PRICING STRATEGIES

There are many ways in which the price of a product can be determined. The following are the foremost strategies that businesses are likely to use.

Contents
Competition-based pricing
Cost-plus pricing
Creaming or skimming
Limit pricing
Loss leader
Market-oriented pricing
Penetration pricing
Price discrimination
Premium pricing
Predatory pricing
Contribution margin-based pricing
Psychological pricing

Competition-based pricing


Setting the price based upon prices of the similar competitor products.
Competitive pricing is based on ''three'' types of competitive product:

★ Products have lasting distinctiveness from competitor's product. Here we can assume


★ The product has low price elasticity.


★ The product has low cross elasticity.


★ The demand of the product will rise.

★ Products have perishable distinctiveness from competitor's product, assuming the product features are medium distinctiveness.

★ Products have little distinctiveness from competitor's product. assuming that:


★ The product has high price elasticity.


★ The product has some cross elasticity.


★ No expectation that demand of the product will rise.
The pricing is done based on these three factors.

Cost-plus pricing


Main articles: cost-plus pricing

Cost-plus pricing is the simplest pricing method. The firm calculates the cost of producing the product and adds on a percentage (profit) to that price to give the selling price.
This method although simple has two flaws; it takes no account of demand and there is no way of determining if potential customers will purchase the product at the calculated price.
Price = Cost of Production + Margin of Profit.

Creaming or skimming


Selling a product at a high price, sacrificing high sales to gain a high profit, therefore ‘skimming’ the market. Usually employed to reimburse the cost of investment of the original research into the product - commonly used in electronic markets when a new range, such as DVD players, are firstly dispatched into the market at a high price. This strategy is often used to target "early adopters" of a product/service. These early adopters are relatively less price sensitive because either their need for the product is more than others or they understand the value of the product better than others. This strategy is employed only for a limited duration to recover most of investment made to build the product. To gain further market share, a seller must use other pricing tactics such as economy or penetration.

Limit pricing


This is a strategy of pricing adopted by firms in a contestable market in order to 'limit' the ability of new entrants to take advantage of economies of scale where by costs are low enough for them to become competitive. This is one of the most popular price adjustment strategy used in the market.

Loss leader


Main articles: loss leader

A product which is sold at a loss to attract customers to buy other full priced products sold by the business.

Market-oriented pricing


Setting a price based upon analysis and research compiled from the targeted market.

Penetration pricing


Main articles: penetration pricing

The price is deliberately set at low level to gain customer's interest and establishing a foot-hold in the market.

Price discrimination


Main articles: price discrimination

Setting a different price for the same product in different segments to the market. For example, this can be for different ages or for different opening times, such as cinema tickets.

Premium pricing


Main articles: Premium pricing

Premium pricing is the practice of keeping the price of a product or service artificially high in order to encourage favorable perceptions among buyers, based solely on the price. The practice is intended to exploit the (not necessarily justifiable) tendency for buyers to assume that expensive items enjoy an exceptional reputation or represent exceptional quality and distinction.

Predatory pricing


Main articles: predatory pricing

Aggressive pricing intended to drive out competitors from a market. It is illegal in some places.

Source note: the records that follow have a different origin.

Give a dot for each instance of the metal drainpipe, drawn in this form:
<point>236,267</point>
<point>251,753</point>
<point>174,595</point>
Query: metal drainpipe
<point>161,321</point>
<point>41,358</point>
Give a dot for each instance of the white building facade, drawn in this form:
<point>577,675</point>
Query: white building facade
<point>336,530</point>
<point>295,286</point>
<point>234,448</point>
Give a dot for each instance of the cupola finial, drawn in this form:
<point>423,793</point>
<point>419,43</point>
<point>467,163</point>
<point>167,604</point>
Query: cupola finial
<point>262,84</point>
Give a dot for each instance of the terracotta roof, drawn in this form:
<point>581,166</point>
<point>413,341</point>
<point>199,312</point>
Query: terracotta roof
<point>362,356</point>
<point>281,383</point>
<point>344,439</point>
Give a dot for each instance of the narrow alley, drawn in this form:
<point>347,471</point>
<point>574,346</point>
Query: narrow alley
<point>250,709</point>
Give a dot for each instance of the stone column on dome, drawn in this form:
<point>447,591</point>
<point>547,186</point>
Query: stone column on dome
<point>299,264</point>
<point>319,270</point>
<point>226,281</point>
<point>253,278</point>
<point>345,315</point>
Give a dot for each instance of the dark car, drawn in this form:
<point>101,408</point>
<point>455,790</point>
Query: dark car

Contribution margin-based pricing


Main articles: contribution margin-based pricing

Contribution margin-based pricing maximizes the profit derived from an individual product, based on the difference between the product's price and variable costs (the product's contribution margin per unit), and on one’s assumptions regarding the relationship between the product’s price and the number of units that can be sold at that price. The product's contribution to total firm profit (i.e., to operating income) is maximized when a price is chosen that maximizes the following: (contribution margin per unit) ''X'' (number of units sold).

Psychological pricing


Main articles: psychological pricing

Pricing designed to have a positive psychological impact. For example, selling a product at £4.95 rather than £5.